The group was part of the U.S. Department of State’s International Visitor Leadership program and the four-U.S. city trip focused on primary and secondary education initiatives in the United States. Included in the group were representatives from 11 Southeast Asian countries, including the People’s Republic of China, Philippines, Vietnam and Thailand.
“The visit was important not only because were able to share our interactive distance-learning technology, which is unique to all of ASU, but the group’s thoughtful questions have prompted us to rethink our assumptions about distance education,” said Ridley.
ASU’s one-of-a-kind interactive distance-learning technology program features the PDS: TENET (Teacher Education Network of Excellence through Technology), which is in its second semester of delivering courses via distance-learning technology to seven urban and rural K-8 school districts in Arizona. Labeled “Content Academies,” these courses are part of a five-year, $10 million teacher quality enhancement grant housed in CTEL. Ridley was the principal investigator of the grant.
“The graduate-level Content Academies are meant to increase students’ achievement in reading, science, and mathematics by enriching participating teachers’ classroom instruction,” said Ridley. “During the spring 2006 semester, 140 partner district teachers participated in the Content Academies.”
Teachers attend the courses in their districts’ reception rooms that are linked with the distance learning studio at the West campus. Teachers at each site are able to see the teaching team at ASU, the participating teachers at the other sites, and the presentations.

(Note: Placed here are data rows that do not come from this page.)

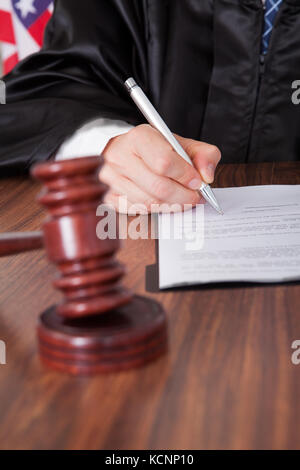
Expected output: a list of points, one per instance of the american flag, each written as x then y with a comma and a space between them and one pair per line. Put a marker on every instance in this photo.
22, 25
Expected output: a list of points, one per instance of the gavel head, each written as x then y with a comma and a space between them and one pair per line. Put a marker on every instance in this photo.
89, 274
99, 326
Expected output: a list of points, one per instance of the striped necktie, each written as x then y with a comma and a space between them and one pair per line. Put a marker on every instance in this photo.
271, 10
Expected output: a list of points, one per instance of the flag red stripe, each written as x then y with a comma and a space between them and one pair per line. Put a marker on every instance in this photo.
38, 27
6, 27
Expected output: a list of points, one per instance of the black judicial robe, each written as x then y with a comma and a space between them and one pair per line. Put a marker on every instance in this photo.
198, 60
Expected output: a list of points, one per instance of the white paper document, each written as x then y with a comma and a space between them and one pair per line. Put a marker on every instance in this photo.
256, 240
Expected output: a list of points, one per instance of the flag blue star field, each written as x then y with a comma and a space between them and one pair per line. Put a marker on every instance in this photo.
22, 25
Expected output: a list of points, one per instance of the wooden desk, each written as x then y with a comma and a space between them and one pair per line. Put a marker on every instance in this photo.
227, 382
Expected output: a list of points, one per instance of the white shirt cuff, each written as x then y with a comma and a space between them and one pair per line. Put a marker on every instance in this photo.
92, 138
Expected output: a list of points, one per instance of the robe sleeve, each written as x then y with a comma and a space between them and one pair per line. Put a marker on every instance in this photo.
90, 49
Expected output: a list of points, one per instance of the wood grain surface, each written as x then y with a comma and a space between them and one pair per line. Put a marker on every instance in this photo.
227, 382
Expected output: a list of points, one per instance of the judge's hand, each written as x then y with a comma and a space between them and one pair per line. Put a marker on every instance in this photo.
143, 166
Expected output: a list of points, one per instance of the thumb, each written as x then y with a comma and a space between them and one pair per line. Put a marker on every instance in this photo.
205, 157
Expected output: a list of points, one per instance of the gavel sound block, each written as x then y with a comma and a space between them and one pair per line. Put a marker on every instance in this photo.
99, 326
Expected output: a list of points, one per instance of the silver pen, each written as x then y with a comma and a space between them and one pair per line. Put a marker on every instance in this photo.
152, 116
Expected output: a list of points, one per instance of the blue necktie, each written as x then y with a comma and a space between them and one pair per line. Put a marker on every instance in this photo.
271, 10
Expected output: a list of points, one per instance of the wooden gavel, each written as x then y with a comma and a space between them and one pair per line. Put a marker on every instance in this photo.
99, 326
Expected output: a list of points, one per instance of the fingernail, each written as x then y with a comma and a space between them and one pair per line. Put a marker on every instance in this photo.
195, 183
209, 173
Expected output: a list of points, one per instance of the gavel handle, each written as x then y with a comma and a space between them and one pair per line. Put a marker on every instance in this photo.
17, 242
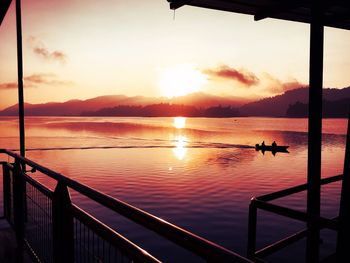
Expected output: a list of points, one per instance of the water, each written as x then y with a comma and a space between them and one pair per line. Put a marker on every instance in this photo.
197, 173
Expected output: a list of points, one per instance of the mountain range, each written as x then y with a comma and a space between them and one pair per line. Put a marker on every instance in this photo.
276, 106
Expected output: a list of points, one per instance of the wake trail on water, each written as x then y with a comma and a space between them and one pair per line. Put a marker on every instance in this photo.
194, 146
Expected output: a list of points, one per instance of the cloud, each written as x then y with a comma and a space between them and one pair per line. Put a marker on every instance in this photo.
36, 80
275, 86
11, 85
242, 76
39, 49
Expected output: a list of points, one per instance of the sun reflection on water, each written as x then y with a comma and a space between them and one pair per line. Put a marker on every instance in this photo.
180, 149
179, 122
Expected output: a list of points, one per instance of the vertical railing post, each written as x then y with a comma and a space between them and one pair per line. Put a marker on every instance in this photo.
6, 191
62, 225
18, 206
252, 230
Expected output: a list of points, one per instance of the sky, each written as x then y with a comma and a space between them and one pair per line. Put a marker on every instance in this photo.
76, 49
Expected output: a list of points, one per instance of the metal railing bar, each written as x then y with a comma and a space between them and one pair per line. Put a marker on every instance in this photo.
38, 206
296, 189
31, 251
111, 235
198, 245
40, 187
270, 249
295, 214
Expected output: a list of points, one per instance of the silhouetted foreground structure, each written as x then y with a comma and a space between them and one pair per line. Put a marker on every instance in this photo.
319, 13
54, 229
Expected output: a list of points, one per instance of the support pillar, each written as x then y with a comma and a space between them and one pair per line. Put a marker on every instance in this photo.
315, 130
20, 77
343, 242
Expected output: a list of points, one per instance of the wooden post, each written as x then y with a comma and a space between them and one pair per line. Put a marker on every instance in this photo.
6, 191
252, 230
343, 241
20, 77
315, 130
62, 225
18, 207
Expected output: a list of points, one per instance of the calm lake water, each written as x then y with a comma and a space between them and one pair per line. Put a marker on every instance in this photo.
197, 173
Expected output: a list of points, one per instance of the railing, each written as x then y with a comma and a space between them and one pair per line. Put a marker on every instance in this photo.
262, 203
53, 229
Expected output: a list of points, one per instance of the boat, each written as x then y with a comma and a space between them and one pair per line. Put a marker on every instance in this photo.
271, 148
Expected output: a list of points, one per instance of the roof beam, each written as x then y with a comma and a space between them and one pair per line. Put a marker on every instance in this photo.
4, 6
276, 9
177, 4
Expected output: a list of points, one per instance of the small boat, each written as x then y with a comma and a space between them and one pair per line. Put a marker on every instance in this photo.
271, 148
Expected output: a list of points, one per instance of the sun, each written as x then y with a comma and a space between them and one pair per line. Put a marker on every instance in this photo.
180, 80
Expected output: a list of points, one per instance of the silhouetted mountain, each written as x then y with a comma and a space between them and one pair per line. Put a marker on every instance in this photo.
77, 107
165, 110
120, 105
277, 106
331, 109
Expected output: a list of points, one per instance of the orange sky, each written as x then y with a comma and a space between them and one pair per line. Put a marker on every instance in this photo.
82, 49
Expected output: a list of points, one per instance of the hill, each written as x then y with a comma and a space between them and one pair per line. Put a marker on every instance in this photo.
77, 107
277, 106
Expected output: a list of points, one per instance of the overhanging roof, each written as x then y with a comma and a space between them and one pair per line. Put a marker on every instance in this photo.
336, 12
4, 6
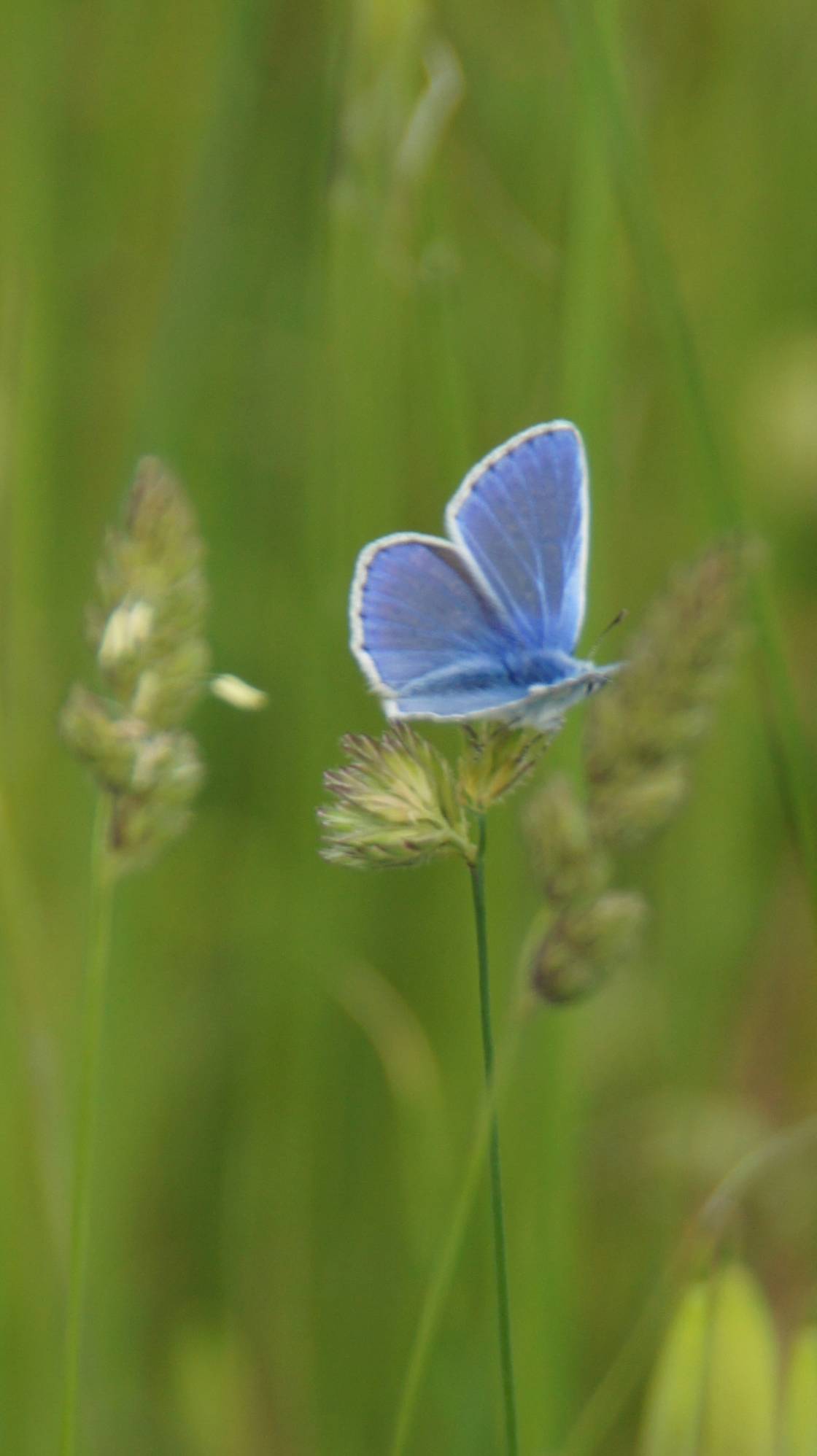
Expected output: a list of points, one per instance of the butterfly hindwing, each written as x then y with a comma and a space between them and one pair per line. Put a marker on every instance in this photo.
427, 635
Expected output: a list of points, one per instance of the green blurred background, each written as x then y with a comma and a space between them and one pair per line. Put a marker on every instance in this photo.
321, 258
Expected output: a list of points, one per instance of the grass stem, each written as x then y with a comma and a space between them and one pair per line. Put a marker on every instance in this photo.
606, 101
495, 1163
90, 1058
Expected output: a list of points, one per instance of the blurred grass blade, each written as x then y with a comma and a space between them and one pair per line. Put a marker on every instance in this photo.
799, 1429
605, 99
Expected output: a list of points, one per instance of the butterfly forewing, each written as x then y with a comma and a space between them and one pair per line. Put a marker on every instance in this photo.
522, 517
421, 625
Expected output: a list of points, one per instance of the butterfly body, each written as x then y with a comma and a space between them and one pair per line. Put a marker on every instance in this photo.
484, 625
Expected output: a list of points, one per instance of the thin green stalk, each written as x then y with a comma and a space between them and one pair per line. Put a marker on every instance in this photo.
90, 1050
497, 1201
443, 1271
619, 1384
606, 102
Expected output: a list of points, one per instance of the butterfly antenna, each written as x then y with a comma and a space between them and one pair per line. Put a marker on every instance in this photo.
621, 616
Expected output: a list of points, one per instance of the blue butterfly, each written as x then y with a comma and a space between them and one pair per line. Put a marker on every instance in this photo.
485, 624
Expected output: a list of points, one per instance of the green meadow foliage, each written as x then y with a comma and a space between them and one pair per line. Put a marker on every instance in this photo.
318, 260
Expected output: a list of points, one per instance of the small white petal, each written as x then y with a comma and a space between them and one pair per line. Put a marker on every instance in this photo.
238, 694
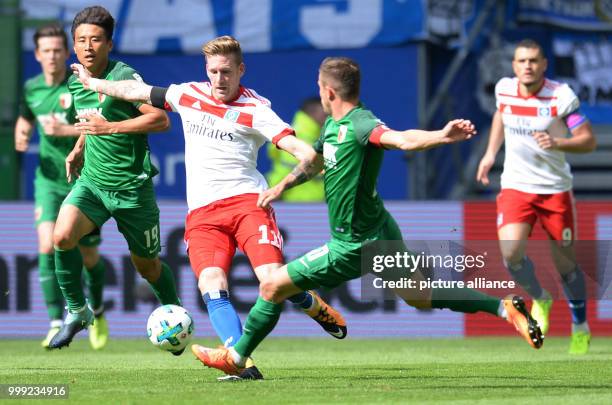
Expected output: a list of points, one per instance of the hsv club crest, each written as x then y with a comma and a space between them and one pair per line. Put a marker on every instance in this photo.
65, 100
342, 133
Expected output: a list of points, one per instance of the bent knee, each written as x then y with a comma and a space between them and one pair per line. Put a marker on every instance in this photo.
419, 303
150, 270
270, 291
63, 239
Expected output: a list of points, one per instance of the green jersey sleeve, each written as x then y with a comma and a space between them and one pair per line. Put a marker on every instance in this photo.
24, 108
318, 145
363, 123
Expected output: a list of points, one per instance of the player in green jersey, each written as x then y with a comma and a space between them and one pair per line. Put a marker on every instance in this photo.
116, 179
351, 149
47, 104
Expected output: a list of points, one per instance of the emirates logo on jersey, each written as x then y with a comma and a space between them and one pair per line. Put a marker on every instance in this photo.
342, 133
544, 112
231, 115
65, 100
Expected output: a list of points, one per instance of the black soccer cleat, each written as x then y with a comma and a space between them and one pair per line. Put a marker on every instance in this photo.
249, 373
65, 335
325, 315
73, 324
178, 352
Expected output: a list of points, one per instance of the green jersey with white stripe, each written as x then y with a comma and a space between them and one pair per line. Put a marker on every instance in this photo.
352, 165
45, 103
117, 161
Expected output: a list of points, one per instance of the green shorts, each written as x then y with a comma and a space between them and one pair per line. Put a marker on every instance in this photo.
337, 261
48, 199
135, 212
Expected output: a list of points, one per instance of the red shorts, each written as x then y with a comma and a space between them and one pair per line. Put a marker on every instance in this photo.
212, 233
555, 211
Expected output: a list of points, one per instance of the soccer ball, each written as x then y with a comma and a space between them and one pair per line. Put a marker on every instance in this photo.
170, 328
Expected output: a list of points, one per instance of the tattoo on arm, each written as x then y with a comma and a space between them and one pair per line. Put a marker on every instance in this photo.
130, 90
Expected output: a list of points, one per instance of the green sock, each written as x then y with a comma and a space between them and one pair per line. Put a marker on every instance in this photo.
54, 300
94, 280
68, 268
165, 288
260, 322
464, 300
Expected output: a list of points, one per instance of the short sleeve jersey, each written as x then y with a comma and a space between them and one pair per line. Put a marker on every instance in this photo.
222, 140
527, 167
117, 161
44, 103
352, 166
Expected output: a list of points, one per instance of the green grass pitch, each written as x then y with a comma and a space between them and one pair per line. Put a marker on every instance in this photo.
486, 370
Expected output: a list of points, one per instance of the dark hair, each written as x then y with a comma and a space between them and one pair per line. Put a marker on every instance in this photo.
52, 30
95, 15
343, 75
530, 44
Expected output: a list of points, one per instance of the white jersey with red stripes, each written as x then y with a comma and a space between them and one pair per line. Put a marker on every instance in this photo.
222, 140
527, 167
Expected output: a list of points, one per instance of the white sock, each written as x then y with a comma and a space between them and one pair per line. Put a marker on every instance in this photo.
238, 359
544, 296
78, 311
501, 310
581, 327
56, 323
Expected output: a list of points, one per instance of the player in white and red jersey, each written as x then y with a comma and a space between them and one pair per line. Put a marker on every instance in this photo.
533, 116
225, 124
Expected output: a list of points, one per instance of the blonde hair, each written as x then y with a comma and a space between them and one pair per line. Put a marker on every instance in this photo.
224, 45
343, 75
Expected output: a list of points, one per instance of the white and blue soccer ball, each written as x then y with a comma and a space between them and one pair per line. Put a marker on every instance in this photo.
170, 328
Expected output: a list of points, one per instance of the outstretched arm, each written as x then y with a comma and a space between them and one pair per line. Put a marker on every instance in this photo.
23, 133
416, 139
310, 164
152, 120
129, 90
496, 139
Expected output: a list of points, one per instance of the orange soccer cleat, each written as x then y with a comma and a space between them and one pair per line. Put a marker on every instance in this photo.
523, 321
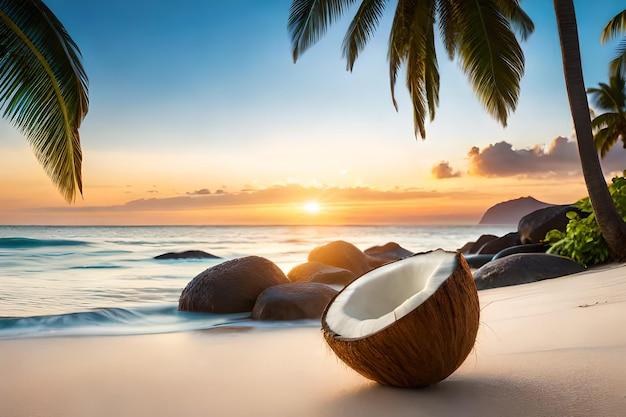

Participants not only learn content this way; they also learn to use embedded technology applications like Blackboard, SMART boards, document cameras, digital video, and numerous web-based resources.
“One of the educators commented that her country has historically sent a number of students to American universities to study,” noted Ridley. “She wondered if this type of interactive distance learning could be used to offer an American university education to even more students without those students having to leave their country.